More importantly, I had some great teachers in high school, who let me do what I did best. Use my imagination. They let me tell the story I wanted to tell. They didn't waste their time cutting down my grammar. They saved that for the tests. I'll be forever grateful to them. Well, Except for that one time when I learned the hard way what a misplaced modifier was. Looking back, the cops backing me up might not have pulled so many guns out on the guy I was chasing, had I known what can happen if you use a misplaced modifier with the word "gun" in it during a radio transmission. Maybe that grammar stuff is more important than I thought.
Well, to begin with; Happy Grammar's Day.

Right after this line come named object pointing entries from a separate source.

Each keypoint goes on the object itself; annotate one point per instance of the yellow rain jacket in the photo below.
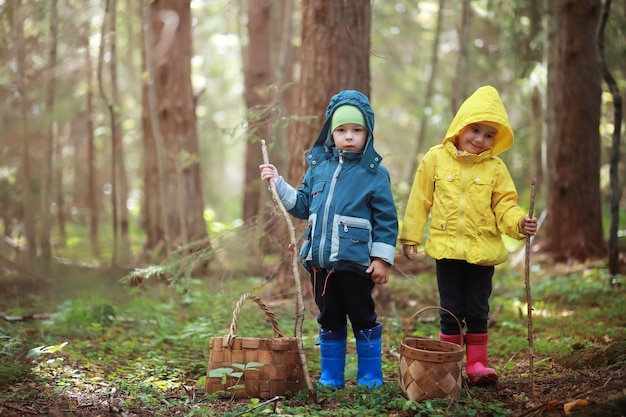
(471, 198)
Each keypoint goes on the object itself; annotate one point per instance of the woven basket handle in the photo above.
(417, 313)
(270, 315)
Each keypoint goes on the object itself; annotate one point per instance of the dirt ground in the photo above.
(590, 382)
(587, 382)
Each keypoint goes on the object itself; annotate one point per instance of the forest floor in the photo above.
(587, 379)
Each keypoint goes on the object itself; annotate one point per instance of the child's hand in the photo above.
(268, 171)
(379, 270)
(409, 250)
(528, 225)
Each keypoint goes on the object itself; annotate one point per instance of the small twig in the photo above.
(529, 300)
(16, 408)
(264, 403)
(296, 274)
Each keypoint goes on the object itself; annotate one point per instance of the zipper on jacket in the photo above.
(327, 209)
(459, 235)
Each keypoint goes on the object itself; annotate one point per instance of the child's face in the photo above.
(476, 138)
(350, 137)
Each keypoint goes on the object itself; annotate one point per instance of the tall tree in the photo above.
(171, 117)
(28, 209)
(616, 191)
(334, 55)
(92, 200)
(257, 94)
(46, 178)
(574, 229)
(430, 83)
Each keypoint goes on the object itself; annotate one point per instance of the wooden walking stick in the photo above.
(296, 274)
(529, 300)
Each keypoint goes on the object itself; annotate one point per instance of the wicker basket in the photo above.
(281, 372)
(430, 368)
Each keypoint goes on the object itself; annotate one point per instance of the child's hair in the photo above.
(347, 114)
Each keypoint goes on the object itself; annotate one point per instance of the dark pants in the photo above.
(342, 295)
(464, 289)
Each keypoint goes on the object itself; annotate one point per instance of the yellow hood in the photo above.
(484, 105)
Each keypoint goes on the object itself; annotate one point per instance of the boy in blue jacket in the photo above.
(351, 235)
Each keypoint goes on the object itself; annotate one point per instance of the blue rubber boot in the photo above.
(333, 357)
(369, 350)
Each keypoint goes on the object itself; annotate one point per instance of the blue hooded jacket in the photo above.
(346, 197)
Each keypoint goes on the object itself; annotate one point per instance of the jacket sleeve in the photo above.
(419, 202)
(505, 206)
(384, 220)
(297, 202)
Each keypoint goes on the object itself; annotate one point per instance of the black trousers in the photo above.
(341, 296)
(464, 289)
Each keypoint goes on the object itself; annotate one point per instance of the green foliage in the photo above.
(149, 344)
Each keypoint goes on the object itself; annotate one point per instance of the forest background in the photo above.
(121, 160)
(105, 134)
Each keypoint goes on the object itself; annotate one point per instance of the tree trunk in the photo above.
(460, 83)
(179, 183)
(92, 190)
(428, 95)
(121, 179)
(334, 55)
(616, 190)
(48, 148)
(258, 77)
(574, 229)
(28, 209)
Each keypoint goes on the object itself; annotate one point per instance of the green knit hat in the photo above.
(347, 114)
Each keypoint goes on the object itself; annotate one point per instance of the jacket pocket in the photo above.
(487, 247)
(317, 193)
(305, 250)
(354, 242)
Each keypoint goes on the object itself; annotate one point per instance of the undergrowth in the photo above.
(146, 347)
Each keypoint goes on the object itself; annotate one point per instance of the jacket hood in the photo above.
(324, 144)
(484, 105)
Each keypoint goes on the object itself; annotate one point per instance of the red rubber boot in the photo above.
(452, 338)
(477, 359)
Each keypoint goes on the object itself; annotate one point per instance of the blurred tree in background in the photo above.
(171, 134)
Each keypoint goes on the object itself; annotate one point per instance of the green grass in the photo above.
(150, 343)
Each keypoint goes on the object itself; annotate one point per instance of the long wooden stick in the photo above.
(529, 300)
(296, 274)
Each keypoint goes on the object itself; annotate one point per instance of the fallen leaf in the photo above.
(573, 404)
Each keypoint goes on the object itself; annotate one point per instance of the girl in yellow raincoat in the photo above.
(471, 198)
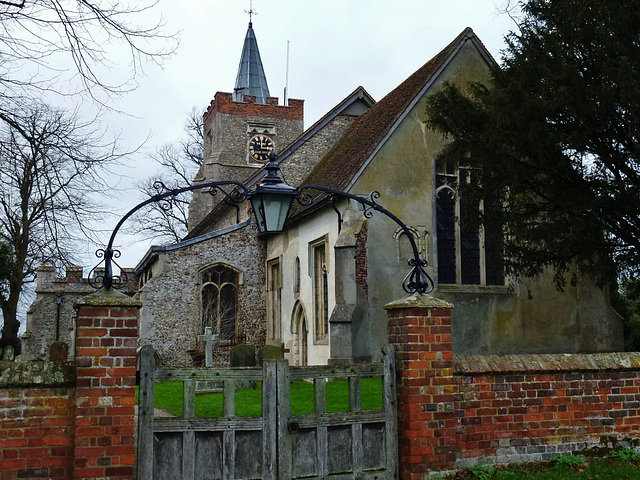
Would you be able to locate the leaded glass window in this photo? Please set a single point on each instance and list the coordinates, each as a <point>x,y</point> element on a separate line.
<point>219,300</point>
<point>467,253</point>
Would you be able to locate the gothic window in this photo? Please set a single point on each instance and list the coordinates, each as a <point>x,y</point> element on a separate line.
<point>274,301</point>
<point>296,278</point>
<point>220,300</point>
<point>320,290</point>
<point>468,254</point>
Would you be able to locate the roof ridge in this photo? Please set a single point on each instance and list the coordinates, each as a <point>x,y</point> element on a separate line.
<point>365,133</point>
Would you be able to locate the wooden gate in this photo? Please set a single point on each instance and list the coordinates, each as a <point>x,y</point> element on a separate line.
<point>354,444</point>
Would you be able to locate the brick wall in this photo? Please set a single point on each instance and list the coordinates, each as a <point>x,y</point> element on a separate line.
<point>455,410</point>
<point>420,329</point>
<point>223,103</point>
<point>64,421</point>
<point>104,445</point>
<point>36,420</point>
<point>535,407</point>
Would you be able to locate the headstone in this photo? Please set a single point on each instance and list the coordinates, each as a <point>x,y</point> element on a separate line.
<point>270,352</point>
<point>209,338</point>
<point>59,352</point>
<point>243,356</point>
<point>8,353</point>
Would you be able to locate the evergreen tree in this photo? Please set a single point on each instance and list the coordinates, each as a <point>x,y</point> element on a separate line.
<point>556,137</point>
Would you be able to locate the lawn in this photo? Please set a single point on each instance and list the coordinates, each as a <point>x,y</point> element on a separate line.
<point>168,396</point>
<point>622,465</point>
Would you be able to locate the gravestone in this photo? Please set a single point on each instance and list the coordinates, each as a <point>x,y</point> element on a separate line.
<point>242,356</point>
<point>7,353</point>
<point>270,352</point>
<point>209,339</point>
<point>59,352</point>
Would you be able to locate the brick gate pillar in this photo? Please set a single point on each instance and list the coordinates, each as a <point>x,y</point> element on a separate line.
<point>420,330</point>
<point>107,333</point>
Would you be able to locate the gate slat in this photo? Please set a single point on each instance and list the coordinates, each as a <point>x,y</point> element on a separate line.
<point>322,439</point>
<point>189,454</point>
<point>229,455</point>
<point>229,398</point>
<point>270,418</point>
<point>284,413</point>
<point>390,405</point>
<point>145,412</point>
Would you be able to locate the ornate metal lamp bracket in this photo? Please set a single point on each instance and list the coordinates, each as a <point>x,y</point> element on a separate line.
<point>417,280</point>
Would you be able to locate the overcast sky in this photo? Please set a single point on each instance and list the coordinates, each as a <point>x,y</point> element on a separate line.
<point>335,46</point>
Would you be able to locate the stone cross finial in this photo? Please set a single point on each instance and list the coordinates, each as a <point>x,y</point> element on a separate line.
<point>208,338</point>
<point>8,353</point>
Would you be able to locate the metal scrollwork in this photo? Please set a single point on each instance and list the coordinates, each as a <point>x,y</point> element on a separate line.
<point>417,280</point>
<point>98,277</point>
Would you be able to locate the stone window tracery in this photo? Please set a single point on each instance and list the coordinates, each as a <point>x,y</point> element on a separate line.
<point>467,254</point>
<point>220,300</point>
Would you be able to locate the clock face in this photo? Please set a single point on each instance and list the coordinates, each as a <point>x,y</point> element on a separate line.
<point>260,146</point>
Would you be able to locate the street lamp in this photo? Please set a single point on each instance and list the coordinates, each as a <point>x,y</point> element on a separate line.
<point>271,202</point>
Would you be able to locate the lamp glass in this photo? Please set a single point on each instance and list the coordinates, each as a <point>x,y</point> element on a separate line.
<point>271,210</point>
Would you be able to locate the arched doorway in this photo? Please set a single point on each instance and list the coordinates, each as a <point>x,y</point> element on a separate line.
<point>300,338</point>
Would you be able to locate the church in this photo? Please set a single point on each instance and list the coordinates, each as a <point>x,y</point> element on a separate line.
<point>318,289</point>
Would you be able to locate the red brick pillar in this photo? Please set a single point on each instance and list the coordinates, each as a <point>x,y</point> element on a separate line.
<point>420,330</point>
<point>107,333</point>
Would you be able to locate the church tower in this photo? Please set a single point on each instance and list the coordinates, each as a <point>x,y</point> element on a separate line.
<point>242,128</point>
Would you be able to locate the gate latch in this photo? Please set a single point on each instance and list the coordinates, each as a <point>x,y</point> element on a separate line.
<point>293,426</point>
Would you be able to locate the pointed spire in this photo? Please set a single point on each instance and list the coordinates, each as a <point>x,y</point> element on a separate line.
<point>251,79</point>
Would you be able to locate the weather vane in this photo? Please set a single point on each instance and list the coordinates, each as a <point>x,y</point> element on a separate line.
<point>251,12</point>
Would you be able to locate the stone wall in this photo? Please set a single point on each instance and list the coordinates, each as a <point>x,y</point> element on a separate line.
<point>51,317</point>
<point>64,420</point>
<point>171,315</point>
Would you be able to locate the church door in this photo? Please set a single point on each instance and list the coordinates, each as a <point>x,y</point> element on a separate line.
<point>301,337</point>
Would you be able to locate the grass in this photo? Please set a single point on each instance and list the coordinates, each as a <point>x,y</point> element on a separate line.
<point>168,396</point>
<point>594,469</point>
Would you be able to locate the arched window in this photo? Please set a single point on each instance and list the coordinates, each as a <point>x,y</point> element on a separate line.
<point>468,254</point>
<point>296,278</point>
<point>220,300</point>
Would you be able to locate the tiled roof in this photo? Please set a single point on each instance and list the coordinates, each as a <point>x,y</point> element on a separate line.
<point>344,160</point>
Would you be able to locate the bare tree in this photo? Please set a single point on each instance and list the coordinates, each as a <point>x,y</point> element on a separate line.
<point>40,38</point>
<point>178,164</point>
<point>50,168</point>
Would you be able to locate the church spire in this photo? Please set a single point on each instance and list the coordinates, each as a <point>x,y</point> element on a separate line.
<point>251,79</point>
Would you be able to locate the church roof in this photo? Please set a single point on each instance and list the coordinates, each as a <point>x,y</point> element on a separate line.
<point>251,79</point>
<point>341,165</point>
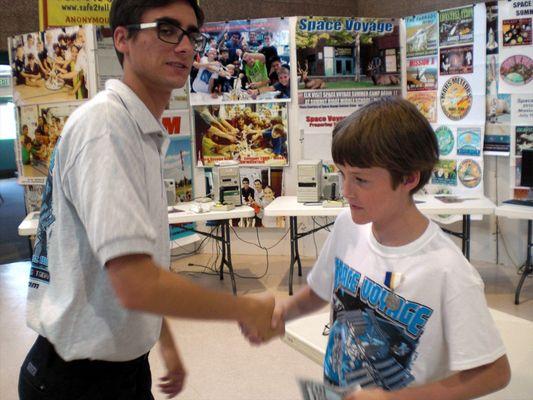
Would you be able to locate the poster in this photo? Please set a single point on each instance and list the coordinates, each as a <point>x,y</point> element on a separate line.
<point>178,166</point>
<point>33,195</point>
<point>516,49</point>
<point>338,56</point>
<point>422,73</point>
<point>50,66</point>
<point>460,167</point>
<point>457,60</point>
<point>178,160</point>
<point>498,105</point>
<point>107,64</point>
<point>259,187</point>
<point>456,26</point>
<point>426,103</point>
<point>457,106</point>
<point>422,32</point>
<point>39,130</point>
<point>58,13</point>
<point>253,134</point>
<point>456,98</point>
<point>244,61</point>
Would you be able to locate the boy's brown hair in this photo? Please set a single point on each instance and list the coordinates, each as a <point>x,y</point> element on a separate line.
<point>389,133</point>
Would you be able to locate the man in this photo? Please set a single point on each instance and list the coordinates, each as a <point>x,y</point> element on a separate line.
<point>98,285</point>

What? Oh yeah, that's tomorrow. most grammatical errors can be fixed El correcto mundo---and, they should be.

Oh, you're right the hole on page 202 is impossible to fix. Thanks for ruining my day. Ha! Just kidding. It was already ruined.

Anyway, I don't like lazy writing. I use horrid grammar to tell a particular tale, but i will not rite like this, I tell my kids I don't understand their instant message crapola.

When I started out in the business, I had a Copy Editor, I am not making this up. He'd read my stuff, and say use a conjunction instead of the elliptical...huh? I would ask. What the hell are they?

Anyway, grammar is boring---so this Copy Editor was younger than me, avoided the draft is what he did. And, just the kind a prick your protag would have to deal with on a regular basis.

"Dennis," he had to call me that cause he stumbled all over the newsroom with my last name. "Dennis, I thought you went to cover the football game last night. What is this? An article about a stolen tree...?

"Well, Sir,"

"Don't call me, sir"

"Okay, Stuey. The stolen tree was a black walnut worth $six thousand dollars and the cops helped the guy steal it."

"Listen, I'm leaving, but I expect the copy of the football game on my desk for the night run.

"Okey, dokey."

HEADLINE: East Lansing police do not find stolen black walnut tree at Haslett football game last night.

Yes, we were actually taught grammar. However, good writing should appreciate it while good dialogue demands something different.

I like your ending, Dave. Meaning, however, takes work.---ask Stuey
So Dennis--Were your walnuts in a sling?
Oh, Jordan,

My life has been hell---always sooo misunderstood.
Okay, I so totally don't agree with this.

You can be grammatically correct and still be a good writer with a good story. You need both. They rely on each other. Knowing and using proper grammar is not an impediment to creativity. Good grammar will only enhance the story. And in order to be a good writer, you must have the proper writing tools AND a wild imagination.

I wish that diagramming sentences was still taught in schools. Middle school. LIke when I was in middle school. Because correct grammar was hammered into my head so much so that it's just second nature. I don't even think about putting in a semi-colon, I just do it when the sentence calls for it. Commas? I know how to use them properly. I know how to form a grammatically correct sentence that still conveys the thought that I need to get across. I can still tell the story I want to tell.

Sure, there are times when my first person protag uses incorrect grammar, but that's dialog. People don't always speak with perfect grammar.

As writers, we need to emphasize the tools as well as the story. There are a lot of people with good stories to tell. But writing it down skillfully is what distinguishes the men from the boys, and if we don't use the proper tools, the skill is diminished.